Chrono Trigger is considered by many to be the best of it’s genre.  Originally released for the Super Nintendo in 1995, Chrono Trigger was developed by Square at the height of their talent and went on to be universally lauded by both gamers and critics alike.  Although not quite as well regarded as it’s predecessor, 1999’s Chrono Cross was still received incredibly well and is one of the shining stars of the original Playstation’s RPG library and a worthy sequel to Chrono Trigger.  However, unbeknownst to most fans is the fact that Chrono Cross was not the first sequel to Square’s classic.  That honor goes to an obscure little game known as Radical Dreamers.

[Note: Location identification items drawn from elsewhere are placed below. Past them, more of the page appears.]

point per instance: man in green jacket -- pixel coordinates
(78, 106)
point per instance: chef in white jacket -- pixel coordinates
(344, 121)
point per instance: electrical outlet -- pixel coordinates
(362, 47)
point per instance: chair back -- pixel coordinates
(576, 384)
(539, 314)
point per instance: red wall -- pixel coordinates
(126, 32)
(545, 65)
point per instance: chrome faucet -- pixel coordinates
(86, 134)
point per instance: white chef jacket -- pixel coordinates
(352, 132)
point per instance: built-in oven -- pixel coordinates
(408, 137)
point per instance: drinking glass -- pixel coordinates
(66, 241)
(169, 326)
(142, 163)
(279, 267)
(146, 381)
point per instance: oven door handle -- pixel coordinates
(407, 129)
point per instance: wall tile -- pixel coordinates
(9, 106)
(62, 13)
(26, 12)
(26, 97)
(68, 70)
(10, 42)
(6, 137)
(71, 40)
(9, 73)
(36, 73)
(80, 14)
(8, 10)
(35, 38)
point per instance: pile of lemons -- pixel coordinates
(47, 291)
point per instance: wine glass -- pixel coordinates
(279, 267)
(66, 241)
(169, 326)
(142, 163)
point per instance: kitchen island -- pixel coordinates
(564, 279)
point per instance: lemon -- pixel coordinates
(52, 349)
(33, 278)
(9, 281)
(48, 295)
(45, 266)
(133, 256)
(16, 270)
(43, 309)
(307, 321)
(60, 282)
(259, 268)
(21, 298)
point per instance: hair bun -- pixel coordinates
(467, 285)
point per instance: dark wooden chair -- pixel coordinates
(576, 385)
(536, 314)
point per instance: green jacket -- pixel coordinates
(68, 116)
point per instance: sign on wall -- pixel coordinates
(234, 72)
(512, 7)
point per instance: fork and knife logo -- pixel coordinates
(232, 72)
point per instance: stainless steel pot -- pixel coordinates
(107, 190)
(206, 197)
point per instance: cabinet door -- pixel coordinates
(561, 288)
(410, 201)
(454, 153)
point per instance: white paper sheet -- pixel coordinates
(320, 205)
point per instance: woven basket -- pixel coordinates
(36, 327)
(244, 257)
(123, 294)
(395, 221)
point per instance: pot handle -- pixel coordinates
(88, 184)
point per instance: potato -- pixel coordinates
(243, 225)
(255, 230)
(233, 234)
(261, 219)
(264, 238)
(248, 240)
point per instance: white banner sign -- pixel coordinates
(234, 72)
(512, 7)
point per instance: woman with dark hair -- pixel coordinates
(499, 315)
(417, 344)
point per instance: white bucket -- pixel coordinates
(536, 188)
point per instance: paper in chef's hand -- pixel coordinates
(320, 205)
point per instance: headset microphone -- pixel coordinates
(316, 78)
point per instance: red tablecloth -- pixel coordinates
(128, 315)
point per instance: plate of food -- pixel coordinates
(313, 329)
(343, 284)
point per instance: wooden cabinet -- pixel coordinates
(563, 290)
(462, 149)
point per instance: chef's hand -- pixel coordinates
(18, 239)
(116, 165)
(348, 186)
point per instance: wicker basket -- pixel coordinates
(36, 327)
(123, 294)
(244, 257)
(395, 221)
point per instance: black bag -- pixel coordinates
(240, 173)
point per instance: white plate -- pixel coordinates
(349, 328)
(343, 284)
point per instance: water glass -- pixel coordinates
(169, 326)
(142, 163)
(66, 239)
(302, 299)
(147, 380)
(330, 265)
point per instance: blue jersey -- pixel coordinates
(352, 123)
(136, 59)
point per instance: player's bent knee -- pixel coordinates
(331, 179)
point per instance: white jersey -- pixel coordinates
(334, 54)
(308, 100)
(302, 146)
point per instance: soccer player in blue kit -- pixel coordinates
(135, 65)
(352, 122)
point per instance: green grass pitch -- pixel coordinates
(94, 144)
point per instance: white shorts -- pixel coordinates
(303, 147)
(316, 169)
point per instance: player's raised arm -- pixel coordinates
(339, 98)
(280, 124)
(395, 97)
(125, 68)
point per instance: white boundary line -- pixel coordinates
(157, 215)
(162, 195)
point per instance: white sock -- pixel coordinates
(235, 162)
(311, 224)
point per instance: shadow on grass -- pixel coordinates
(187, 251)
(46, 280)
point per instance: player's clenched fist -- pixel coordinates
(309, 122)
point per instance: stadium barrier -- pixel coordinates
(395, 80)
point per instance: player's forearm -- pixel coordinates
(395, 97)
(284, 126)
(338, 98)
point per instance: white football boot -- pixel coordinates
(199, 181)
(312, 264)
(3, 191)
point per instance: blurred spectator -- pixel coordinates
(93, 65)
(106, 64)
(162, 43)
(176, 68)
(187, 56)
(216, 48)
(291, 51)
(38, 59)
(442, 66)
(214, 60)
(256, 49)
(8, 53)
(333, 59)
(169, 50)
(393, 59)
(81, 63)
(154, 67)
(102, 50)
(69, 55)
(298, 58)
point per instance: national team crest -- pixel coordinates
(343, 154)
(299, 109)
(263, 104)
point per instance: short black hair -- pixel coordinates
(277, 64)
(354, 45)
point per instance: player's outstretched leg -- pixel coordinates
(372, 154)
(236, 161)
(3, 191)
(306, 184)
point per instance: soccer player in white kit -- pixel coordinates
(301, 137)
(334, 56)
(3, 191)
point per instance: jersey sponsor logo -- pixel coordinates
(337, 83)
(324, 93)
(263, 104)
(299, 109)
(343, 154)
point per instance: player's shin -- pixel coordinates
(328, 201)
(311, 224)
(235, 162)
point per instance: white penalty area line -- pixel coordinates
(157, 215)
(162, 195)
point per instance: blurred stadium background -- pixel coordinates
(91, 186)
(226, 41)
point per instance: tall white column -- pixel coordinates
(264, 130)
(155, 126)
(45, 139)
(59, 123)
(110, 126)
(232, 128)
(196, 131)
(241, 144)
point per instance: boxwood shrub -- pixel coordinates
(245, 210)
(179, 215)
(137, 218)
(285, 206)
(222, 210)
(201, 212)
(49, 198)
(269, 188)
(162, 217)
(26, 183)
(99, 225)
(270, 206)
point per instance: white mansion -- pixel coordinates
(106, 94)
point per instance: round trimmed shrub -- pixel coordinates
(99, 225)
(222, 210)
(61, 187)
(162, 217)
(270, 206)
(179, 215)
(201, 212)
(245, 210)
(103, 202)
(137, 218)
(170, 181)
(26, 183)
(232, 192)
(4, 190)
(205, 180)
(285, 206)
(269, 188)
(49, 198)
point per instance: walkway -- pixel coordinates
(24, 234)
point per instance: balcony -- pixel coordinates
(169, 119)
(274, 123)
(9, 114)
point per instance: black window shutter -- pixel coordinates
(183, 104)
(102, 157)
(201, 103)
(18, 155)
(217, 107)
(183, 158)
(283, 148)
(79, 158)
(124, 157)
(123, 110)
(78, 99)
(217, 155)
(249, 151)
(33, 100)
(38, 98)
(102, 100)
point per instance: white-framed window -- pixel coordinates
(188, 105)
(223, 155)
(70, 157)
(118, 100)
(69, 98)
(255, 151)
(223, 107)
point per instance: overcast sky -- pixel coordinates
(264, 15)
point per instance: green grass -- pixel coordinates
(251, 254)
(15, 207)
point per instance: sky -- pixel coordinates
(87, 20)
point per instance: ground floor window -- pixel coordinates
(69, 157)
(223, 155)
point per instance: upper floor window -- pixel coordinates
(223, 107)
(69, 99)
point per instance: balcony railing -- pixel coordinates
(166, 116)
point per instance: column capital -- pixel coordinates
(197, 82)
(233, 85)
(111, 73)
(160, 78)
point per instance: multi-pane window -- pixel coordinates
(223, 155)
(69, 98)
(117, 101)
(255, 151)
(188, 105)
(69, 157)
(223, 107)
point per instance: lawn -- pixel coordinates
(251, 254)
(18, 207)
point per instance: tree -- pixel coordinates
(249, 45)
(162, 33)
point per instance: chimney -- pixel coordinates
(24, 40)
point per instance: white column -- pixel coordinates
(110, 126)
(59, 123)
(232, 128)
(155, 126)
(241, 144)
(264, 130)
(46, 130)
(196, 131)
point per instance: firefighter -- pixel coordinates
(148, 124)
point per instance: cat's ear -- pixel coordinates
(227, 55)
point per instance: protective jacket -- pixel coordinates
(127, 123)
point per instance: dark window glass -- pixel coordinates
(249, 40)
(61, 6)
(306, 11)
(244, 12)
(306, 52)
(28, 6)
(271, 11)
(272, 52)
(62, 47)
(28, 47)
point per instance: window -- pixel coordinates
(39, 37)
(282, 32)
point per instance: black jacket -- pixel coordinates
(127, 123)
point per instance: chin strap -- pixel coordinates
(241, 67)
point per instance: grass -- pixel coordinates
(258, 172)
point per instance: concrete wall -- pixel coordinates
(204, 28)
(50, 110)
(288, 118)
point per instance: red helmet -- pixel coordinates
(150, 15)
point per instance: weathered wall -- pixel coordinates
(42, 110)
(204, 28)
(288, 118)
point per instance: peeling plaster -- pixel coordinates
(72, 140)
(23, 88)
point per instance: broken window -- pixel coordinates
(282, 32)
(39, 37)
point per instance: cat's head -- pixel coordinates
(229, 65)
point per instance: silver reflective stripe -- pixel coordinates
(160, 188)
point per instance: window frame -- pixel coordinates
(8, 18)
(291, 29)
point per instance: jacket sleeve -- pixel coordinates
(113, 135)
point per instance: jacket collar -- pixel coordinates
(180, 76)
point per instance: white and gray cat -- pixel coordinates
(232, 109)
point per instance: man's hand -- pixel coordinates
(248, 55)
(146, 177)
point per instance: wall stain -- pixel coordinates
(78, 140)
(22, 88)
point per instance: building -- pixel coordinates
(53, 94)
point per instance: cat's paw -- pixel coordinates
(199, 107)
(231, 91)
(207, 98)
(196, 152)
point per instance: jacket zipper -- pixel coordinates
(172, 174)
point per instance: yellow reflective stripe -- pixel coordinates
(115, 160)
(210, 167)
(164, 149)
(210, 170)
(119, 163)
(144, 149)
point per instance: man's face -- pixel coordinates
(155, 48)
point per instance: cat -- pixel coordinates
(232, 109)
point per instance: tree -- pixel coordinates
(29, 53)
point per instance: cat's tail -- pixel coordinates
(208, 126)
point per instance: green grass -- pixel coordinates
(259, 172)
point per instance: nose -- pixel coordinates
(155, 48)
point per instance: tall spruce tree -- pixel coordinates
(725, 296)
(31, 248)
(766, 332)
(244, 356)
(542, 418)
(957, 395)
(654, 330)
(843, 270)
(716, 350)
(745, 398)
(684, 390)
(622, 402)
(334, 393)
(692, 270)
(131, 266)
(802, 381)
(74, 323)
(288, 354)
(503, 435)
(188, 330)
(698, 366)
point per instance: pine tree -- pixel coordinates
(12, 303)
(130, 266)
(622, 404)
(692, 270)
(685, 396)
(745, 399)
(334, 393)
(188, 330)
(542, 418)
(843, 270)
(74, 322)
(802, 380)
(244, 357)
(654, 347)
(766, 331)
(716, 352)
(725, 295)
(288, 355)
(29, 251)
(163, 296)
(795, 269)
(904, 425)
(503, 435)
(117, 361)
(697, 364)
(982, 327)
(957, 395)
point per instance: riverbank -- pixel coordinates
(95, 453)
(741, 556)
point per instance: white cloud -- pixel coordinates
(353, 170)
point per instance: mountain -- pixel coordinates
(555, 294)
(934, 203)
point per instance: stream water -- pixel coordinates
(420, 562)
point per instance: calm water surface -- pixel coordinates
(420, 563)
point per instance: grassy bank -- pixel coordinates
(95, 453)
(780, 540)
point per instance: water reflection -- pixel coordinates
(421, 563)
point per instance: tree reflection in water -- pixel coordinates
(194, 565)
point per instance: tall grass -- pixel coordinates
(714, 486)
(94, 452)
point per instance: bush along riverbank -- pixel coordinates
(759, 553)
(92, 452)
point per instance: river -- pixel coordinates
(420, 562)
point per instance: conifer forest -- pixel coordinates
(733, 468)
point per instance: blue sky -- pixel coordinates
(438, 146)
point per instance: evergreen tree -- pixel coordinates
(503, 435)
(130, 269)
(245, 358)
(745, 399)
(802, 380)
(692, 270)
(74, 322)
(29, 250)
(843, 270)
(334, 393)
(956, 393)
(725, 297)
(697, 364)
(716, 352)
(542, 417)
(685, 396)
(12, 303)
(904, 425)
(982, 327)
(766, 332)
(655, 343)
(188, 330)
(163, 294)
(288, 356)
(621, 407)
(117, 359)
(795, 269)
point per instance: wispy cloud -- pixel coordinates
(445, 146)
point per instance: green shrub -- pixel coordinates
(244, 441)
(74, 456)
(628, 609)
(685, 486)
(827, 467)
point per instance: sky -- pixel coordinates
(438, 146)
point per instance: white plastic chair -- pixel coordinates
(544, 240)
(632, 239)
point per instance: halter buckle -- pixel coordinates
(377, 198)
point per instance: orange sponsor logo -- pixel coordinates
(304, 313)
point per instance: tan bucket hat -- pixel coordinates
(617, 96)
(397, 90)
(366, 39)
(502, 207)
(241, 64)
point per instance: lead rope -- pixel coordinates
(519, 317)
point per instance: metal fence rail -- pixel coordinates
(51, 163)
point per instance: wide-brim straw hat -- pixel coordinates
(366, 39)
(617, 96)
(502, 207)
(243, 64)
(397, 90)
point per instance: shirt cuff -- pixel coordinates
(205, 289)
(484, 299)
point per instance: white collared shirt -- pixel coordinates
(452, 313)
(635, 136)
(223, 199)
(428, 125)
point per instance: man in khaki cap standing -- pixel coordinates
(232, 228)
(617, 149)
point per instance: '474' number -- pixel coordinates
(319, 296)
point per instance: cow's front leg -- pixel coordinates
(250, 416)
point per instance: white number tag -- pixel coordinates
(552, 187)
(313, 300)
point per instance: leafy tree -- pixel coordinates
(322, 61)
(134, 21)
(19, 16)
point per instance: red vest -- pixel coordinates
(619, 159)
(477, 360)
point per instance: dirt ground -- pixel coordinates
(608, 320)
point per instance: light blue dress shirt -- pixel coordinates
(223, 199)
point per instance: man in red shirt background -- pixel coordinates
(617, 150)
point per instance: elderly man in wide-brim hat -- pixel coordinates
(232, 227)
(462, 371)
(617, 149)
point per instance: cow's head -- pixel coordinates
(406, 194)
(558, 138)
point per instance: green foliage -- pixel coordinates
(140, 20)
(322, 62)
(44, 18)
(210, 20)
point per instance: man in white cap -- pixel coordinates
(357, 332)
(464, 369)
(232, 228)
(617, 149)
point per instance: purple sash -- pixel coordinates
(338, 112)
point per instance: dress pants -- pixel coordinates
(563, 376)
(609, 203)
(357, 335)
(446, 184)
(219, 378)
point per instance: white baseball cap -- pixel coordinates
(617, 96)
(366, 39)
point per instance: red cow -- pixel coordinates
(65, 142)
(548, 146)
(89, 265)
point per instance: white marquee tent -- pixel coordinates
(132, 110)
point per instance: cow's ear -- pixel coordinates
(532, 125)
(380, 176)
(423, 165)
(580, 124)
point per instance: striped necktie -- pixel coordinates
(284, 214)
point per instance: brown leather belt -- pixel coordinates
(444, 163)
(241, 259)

How could a sequel to one of the most celebrated RPGs of all time fly so far under the radar?  Well, there’s several reasons for that.  For starters, Radical Dreamers was only officially released in Japan for the Super Famicom’s Satellaview addon.  The Satellaview itself was a relatively obscure and expensive addon for the Super Famicom that acted as a satellite modem, allowing users to download software over the radio onto specially designed cartridges capable of saving the data (think of it as a precursor to digital distribution).  Radical Dreamers itself wasn’t actually released until 1996, well after both the Saturn and Playstation and while Nintendo was preparing to launch the Nintendo 64.  As if that wasn’t enough, Radical Dreamers wasn’t a straight up RPG like Chrono Trigger – it was a visual novel.  While Dreamers did feature some graphics, they were limited mostly to static scenes that simply served as a background to the text.

Developed by key members of the Chrono Trigger team (including writer Masato Kato and composer Yasunori Mitsuda), Radical Dreamers follows the story of Serge, Kid, and Magil – a group of thieves who find themselves in danger while trying to steal a fragment of Lavos’ shell from a powerful aristrocrat named Lynx.  Interestingly, after the game is completed the player can revisit the plot using a New Game+ mode where several new scenarios and side stories are unlocked that would otherwise be unavailable.  Ultimately, the game serves to wrap up some loose ends left by Chrono Trigger.  Chrono Cross actually serves as somewhat of a remake of Dreamers, featuring the same characters, themes, and story arcs.  Since the two games cover the same story in a different way (and with different endings), the developers have instead positioned Radical Dreamers as an alternate universe “what if” scenario, making it an inessential but incredibly interesting piece of the Chrono universe.

Since Radical Dreamers was only released in Japan there is no official way to play it in English.  Even if you can read Japanese you will have an incredibly tough time finding a copy.  Since there weren’t many all that many Satellaview cartridges to begin with, combined with the fact that they can be rewritten and the subsequent discontinuation of the service, cartridges containing a copy of Radical Dreamers are incredibly rare.  Any time one surfaces it sells for a small fortune.  The game has never been re-released for any platform, partly because Kato (the game’s director) feels that the rushed development schedule hampered the final quality of the game.

While we don’t condone piracy, in this case we can make an exception.  Radical Dreamers has been translated by fans and is able to be played, in English, in an emulator.  Fan-backed efforts liek this are important for historical and archival reasons; Without their work this piece of gaming history may have been lost forever.